A partir desta segunda-feira (29), o Ambulatório da Criança funciona sob a intervenção da prefeitura, que abriu investigação para apurar denúncia contra médicos que não cumprem sua carga horária semanal. Diante deste quadro, o prefeito Guti (PSB) promoveu mudanças na administração daquela unidade de saúde. Pelo menos quatro profissionais foram flagrados nesta condição.

“Diante das denúncias já abrimos uma sindicância, publicada no Diário Oficial do Município (DOM), essa investigação e sindicância está na Controladoria do Município e já vai investigar os envolvidos e outros que não estão envolvidos neste caso e que de alguma forma tenha corroborado para que isso tenha acontecido”, declarou o prefeito Guti.

O chefe do Poder Executivo entende que a medida adotada serve para que as investigações possam ter seu curso normal. Ou seja, sem interferências. Contudo, ele elogiou a qualidade do corpo médico que atende nas unidades de saúde da cidade e considerou o incidente como um caso isolado aos quase 2 mil profissionais que a municipalidade possui.
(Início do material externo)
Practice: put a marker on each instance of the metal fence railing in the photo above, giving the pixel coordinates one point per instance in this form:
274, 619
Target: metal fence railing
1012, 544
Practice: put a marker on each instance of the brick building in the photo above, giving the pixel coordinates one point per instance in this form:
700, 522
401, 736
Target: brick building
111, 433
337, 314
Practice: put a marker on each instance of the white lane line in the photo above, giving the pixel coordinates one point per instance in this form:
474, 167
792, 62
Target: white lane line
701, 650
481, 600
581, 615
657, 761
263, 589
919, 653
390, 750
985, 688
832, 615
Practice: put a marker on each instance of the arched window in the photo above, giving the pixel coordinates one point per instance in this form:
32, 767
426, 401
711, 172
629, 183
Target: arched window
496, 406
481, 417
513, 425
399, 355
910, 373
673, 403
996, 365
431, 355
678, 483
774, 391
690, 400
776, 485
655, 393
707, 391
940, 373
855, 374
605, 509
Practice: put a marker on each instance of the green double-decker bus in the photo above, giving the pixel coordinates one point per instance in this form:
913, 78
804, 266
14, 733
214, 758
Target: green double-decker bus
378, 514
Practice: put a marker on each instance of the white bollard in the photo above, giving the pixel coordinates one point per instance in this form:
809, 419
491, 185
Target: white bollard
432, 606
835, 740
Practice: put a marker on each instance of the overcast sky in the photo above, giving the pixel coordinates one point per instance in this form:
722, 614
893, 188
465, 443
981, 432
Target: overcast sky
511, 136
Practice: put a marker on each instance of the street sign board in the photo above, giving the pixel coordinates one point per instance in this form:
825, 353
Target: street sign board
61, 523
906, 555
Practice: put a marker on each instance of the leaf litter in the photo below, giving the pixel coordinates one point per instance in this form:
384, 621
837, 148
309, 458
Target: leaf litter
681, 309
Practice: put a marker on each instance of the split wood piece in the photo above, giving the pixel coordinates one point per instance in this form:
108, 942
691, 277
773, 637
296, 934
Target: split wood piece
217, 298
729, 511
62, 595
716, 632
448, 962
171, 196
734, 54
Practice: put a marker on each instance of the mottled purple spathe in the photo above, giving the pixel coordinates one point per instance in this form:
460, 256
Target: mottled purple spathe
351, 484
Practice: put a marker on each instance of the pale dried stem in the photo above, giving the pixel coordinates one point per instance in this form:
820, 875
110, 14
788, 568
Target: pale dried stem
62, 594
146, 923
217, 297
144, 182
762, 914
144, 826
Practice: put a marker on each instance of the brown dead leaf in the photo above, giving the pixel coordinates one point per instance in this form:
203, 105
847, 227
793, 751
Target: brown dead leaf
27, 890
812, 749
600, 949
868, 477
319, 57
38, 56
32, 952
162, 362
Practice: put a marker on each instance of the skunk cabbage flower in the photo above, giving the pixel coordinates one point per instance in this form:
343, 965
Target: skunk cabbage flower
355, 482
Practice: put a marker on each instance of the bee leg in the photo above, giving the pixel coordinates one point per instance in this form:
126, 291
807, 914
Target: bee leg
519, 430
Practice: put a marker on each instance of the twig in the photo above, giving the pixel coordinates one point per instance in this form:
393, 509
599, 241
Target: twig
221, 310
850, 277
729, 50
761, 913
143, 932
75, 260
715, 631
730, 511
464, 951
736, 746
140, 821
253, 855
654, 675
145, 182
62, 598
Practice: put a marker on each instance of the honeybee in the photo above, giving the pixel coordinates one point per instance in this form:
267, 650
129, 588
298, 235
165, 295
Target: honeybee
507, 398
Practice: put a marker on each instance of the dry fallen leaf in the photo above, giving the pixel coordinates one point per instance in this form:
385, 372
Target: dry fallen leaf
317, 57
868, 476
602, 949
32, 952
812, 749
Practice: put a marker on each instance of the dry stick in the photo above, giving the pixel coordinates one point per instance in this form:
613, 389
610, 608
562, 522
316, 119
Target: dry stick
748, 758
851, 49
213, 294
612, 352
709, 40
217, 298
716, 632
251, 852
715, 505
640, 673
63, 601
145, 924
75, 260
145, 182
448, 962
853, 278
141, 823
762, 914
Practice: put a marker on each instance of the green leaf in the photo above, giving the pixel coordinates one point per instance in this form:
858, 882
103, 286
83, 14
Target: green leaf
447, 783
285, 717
“A gente precisa de resposta rápida e a população quer resposta rápida, principalmente as pessoas que utilizam este espaço para cuidar da sua saúde. E vamos tentar recuperar o bom atendimento desta unidade e tomar as medidas cabíveis. Foi veiculada uma situação muito ruim, onde alguns médicos não estavam cumprindo sua carga horaria de forma efetiva”, explicou.

Já Ana Kantzos, secretaria de Saúde, revelou que a pasta irá fazer levantamento da agenda de atendimento e carga horária dos médicos, além de promover uma readequação na jornada de trabalho dos mesmos.

“O Ambulatório da Criança está sob nova administração e intervenção de uma equipe da secretaria da Saúde. Nós vamos levantar toda questão de agenda e horário de cada profissional e fazer os acertos adequados para poder exercer essa jornada de trabalho de fato”, disse Ana.

A sindicância aberta tem como propósito investigar a conduta dos médicos Éder Réccio (endocrinologista), que tem carga horária de 12 horas semanais e recebe R$ 3.914,00 por mês, Sandra Leiko (neurologista), que presta serviço por 24 horas semanais e recebe R$ 9.086,00, Iwanhoer de Oliveira (hebiatra), que tem carga horária de 20 horas semanais e recebe R$ 11.245,00, e Sueli Rizutti (neurologista), que tem jornada de 12 horas de trabalho semanais e recebe R$ 5.202,00.

Todos eles foram flagrados prestando atendimento em outras unidades de saúde da rede particular durante o horário de expediente deles no Ambulatório da Criança, única unidade para atendimento a criança e adolescente no município. Nenhum dos médicos citados na reportagem foram encontrados para se pronunciar sobre o assunto.